L’action est annoncée par les canaux du quartier. Chaque habitant.e est invité.e à envoyer un texte, un poème, une citation à partager via courriel ou Whatsapp. Mots qui seront criés une fois par semaine, le mercredi, dans quatre lieux du quartier : rue Jean-Simonet, devant les immeubles de l’école Emilie-de-Mosier, aux Jardins du Rhône et à l’angle Henri-Bordier/Concorde.
C’est humble, modeste, sans moyen technique élaboré puisqu’il était impossible d’acheter quoi que ce soit, les magasins étant fermés. Un mégaphone, un téléphone, un câble sur le dos, et c’est parti. Le crieur et son acolyte, accompagnés par la suite par une jeune musicienne du lieu au Ukulélé, déambulent à la rencontre des différents endroits du quartier.
L’appel à textes n’a pas vraiment fonctionné, les propositions n’ont pas été nombreuses. Mais jolies : la légende du colibri de Pierre Rabhi ou la légende de la Terre-Mère des Hurons. Des citations de Mandela, Saint-Exupery ou Nietzsche, aussi. En revanche, il y a eu pas mal de demandes de musique dont Think d’Aretha Franklin, Asimbonanga de Johnny Clegg ou encore La fiancée de l’eau de La rue Ketanou.
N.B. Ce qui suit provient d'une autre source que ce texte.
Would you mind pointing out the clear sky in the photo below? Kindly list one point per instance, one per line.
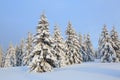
(17, 17)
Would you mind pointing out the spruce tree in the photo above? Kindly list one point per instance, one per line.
(73, 46)
(19, 53)
(59, 47)
(28, 49)
(106, 50)
(116, 42)
(10, 58)
(43, 54)
(89, 49)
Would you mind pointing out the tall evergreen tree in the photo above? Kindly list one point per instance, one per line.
(115, 38)
(59, 47)
(73, 46)
(106, 50)
(10, 59)
(19, 53)
(28, 49)
(90, 54)
(43, 53)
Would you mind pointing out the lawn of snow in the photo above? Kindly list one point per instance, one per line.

Le crieur arrive dans la cour, au pied des immeubles, salue. Des mamans avec enfants qui jouent dans le lieu regardent d’abord avec étonnement. Issue du natel et amplifiée par le mégaphone, la musique s’élève et vient enjoliver pour un petit bout de journée ce quotidien souvent difficile à gérer. Dans certains lieux, l’ambiance est là, dans d’autres il s’agit d’apprivoiser ce moment, le lieu, les gens.
Au fil des mercredis (six en tout), le crieur affine la prestation avec sa connaissance du terrain chaque fois améliorée. On ne rencontre pas les gens sans un minimum d’attention. Au fil des mercredis, des visages timides apparaissent derrière la vitre, puis à la fenêtre ouverte ou sur le balcon. De très beaux regards, des partages de grands isolements, d’immenses solitudes. Au fil des mercredis, ces premières approches promettent les rencontres de demain.
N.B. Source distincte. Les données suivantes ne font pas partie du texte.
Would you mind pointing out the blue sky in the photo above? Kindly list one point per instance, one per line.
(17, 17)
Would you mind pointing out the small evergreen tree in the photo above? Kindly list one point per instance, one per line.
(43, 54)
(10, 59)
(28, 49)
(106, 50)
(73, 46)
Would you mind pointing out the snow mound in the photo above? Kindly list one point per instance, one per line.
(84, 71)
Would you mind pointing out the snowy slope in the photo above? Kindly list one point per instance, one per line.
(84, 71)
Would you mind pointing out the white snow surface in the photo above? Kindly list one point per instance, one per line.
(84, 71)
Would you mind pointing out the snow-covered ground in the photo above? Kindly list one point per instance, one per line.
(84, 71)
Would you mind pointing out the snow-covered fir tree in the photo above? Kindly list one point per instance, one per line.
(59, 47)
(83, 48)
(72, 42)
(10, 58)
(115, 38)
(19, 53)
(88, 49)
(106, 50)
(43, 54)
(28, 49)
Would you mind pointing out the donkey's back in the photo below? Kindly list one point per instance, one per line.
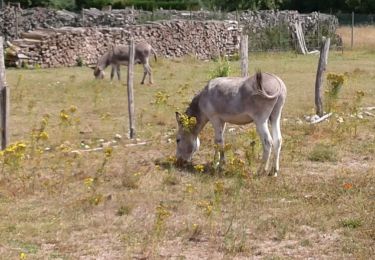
(142, 53)
(119, 55)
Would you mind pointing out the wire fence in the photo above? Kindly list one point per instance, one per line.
(267, 31)
(359, 19)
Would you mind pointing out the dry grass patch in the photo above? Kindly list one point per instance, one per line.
(126, 202)
(364, 37)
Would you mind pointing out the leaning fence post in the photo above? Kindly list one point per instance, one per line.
(323, 59)
(130, 89)
(4, 101)
(244, 52)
Puis, doucement, voyant poindre la fin du confinement, il a été décidé de terminer ce projet, avec le public et en gardant une attention au lieu, plutôt que d’effriter l’action en queue-de-poisson. Habiller le terrain par cette prestation a été l’opportunité pour les animateurs socio-culturels d’être dans un lien, quel qu’il soit. Ce n’était pas léché, c’était doux, réalisé avec les moyens du bord, en adéquation avec les publics fragiles qui ont du mal quand c’est trop parfait. L’animateur a un visage, celle du crieur public. Il est repéré, identifié, un jeune bleuté par la vie a pu être ainsi aiguillé par un habitant sur une figure désormais connue.
Trois bouts de ficelle, des mots, des notes, une présence qui a permis la rencontre. Des applaudissements, parfois timides, à la fin. On est là au cœur du vrai, au centre de l’authentique. Le récit de Thibaut me fait frissonner. Cette action, une bulle d’espérance, une de ces petites bulles qui rendent le monde meilleur.